- Activity in China has picked up, and although the impact from the Covid-19 did not spare the country with its gross domestic product contracting at its largest rate since recording began in the 1990s, the latest crude steel output figures for April from China’s National Bureau of Statistics show a strong recovery, albeit still at a lower rate than any year-on-year growth for any month last year. As a result of the coronavirus impact, we have revised down our Chinese crude steel forecast for this year and we no longer expect to see year-on-year growth until the first quarter next year.
- On the supply side, however, seaborne volumes remain tight with continued restrictions in Brazil, which has added to the supply side risks. The increased concerns about supply disruptions from Brazil have been more impactful on prices than we expected and have pushed prices above $90 per tonne, but we anticipate this prices to decline as the restrictions in Brazil ease.

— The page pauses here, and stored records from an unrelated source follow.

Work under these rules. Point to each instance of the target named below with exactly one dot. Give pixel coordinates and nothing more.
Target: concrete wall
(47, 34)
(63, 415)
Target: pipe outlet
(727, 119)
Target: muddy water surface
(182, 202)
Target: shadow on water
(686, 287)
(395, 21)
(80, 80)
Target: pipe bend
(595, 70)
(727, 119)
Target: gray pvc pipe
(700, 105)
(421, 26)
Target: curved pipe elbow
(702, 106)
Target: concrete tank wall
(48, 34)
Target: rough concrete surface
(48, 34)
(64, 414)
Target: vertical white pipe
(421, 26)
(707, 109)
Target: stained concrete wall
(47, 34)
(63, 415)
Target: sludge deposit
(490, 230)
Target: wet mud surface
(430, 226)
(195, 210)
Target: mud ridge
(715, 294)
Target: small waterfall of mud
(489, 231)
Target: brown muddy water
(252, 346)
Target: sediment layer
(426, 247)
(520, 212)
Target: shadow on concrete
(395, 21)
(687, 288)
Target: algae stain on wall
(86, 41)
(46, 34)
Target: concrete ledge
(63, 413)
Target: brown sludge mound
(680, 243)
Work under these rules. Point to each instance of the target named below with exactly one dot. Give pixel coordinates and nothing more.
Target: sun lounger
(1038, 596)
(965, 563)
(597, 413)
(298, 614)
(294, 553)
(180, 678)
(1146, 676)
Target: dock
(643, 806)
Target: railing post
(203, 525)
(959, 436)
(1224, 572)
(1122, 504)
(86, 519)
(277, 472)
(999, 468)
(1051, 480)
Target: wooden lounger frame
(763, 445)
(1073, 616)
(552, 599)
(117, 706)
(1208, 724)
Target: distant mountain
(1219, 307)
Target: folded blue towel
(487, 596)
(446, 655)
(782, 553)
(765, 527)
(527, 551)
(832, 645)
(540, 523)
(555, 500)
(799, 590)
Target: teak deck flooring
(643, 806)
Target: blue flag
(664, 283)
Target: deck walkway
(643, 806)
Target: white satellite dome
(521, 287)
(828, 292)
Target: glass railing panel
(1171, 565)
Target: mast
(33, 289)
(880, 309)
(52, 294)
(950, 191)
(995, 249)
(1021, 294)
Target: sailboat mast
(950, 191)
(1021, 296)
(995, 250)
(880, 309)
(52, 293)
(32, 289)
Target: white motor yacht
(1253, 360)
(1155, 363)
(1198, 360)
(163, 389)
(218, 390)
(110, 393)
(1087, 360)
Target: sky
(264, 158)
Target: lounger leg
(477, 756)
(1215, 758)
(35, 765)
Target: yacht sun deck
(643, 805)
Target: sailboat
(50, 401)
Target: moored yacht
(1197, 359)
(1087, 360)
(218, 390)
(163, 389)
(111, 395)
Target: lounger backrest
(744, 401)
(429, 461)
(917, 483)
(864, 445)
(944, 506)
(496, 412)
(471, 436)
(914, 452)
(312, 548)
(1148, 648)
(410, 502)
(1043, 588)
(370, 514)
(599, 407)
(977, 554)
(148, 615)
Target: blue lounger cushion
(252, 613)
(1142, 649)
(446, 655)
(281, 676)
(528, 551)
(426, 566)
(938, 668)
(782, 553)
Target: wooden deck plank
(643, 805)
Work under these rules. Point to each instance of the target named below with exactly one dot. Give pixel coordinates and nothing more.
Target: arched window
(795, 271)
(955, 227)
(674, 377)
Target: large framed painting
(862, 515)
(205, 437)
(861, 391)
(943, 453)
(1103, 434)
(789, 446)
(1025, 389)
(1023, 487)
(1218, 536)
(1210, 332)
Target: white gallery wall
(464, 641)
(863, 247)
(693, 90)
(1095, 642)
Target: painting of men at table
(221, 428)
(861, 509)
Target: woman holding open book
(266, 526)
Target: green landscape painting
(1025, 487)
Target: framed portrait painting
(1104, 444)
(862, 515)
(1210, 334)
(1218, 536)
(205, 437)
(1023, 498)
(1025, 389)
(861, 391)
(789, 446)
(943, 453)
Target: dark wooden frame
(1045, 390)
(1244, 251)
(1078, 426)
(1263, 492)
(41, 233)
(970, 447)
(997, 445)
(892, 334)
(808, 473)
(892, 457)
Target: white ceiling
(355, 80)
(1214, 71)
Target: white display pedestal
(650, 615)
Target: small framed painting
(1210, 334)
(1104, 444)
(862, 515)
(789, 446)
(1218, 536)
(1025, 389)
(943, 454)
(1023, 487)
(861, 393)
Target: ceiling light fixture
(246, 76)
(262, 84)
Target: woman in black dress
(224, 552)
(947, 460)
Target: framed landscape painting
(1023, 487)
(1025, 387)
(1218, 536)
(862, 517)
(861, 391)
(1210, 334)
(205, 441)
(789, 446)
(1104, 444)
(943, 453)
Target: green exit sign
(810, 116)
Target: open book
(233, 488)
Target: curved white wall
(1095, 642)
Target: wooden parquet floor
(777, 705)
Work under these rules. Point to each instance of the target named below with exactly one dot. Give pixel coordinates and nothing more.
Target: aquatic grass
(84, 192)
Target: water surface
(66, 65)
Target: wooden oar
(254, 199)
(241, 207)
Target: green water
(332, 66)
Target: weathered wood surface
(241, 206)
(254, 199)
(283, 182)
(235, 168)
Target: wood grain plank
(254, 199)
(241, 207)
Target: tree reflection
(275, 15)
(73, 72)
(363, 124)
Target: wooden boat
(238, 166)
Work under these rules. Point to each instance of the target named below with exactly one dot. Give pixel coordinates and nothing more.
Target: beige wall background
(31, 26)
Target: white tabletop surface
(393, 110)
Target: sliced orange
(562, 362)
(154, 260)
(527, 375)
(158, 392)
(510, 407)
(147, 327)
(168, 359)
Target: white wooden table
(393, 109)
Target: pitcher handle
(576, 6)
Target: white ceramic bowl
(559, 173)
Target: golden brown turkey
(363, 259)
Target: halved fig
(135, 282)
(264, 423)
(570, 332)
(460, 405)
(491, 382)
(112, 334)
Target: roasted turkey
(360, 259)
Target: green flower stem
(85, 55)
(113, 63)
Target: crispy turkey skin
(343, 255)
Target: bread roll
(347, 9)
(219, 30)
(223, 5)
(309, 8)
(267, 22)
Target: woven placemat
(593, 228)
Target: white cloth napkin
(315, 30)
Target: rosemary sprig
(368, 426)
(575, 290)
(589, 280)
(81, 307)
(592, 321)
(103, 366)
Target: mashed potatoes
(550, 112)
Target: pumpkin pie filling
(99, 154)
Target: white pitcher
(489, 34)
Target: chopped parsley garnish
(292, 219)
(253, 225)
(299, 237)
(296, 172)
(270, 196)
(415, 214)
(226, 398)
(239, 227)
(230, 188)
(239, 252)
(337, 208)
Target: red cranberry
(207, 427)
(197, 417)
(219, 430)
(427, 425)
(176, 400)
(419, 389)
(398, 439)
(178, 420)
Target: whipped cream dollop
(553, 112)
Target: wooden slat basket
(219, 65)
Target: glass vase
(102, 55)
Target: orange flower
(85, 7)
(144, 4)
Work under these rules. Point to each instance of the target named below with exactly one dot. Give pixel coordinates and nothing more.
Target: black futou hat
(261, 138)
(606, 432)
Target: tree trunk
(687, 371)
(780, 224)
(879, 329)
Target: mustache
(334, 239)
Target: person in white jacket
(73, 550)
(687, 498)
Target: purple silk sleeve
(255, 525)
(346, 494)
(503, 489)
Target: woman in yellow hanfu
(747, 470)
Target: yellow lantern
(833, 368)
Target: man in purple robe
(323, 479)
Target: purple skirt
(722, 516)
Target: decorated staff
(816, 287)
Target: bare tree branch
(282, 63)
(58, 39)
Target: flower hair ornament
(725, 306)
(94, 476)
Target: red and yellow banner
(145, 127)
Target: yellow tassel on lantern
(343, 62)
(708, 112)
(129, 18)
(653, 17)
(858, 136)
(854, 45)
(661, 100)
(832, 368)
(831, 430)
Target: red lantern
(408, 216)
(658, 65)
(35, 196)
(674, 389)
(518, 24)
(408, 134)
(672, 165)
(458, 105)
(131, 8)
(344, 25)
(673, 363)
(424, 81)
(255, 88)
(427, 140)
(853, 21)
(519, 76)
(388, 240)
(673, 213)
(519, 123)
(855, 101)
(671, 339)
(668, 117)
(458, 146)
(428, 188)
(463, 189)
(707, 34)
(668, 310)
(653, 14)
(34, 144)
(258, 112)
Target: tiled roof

- In the metallurgical coal market, although China's demand picture might seem encouraging for seaborne suppliers, elsewhere the situation remains challenging, and China's demand alone may not be enough to provide sustainable support to prices. Demand-side issues persist in the seaborne coking coal markets, in particular in India and Japan, after supply tightness had supported firm coal prices earlier in the year. Moreover, both steel and coke margins remain tight.
- In the ferrous scrap and iron metallics markets, prices in the rest of the world appear to have decoupled from the Turkish import scrap market, which traditionally has been a leading benchmark for markets globally. In particular, European domestic scrap markets are more likely to be guided by domestic dynamics in the near term, we expect, as lockdown restrictions are eased.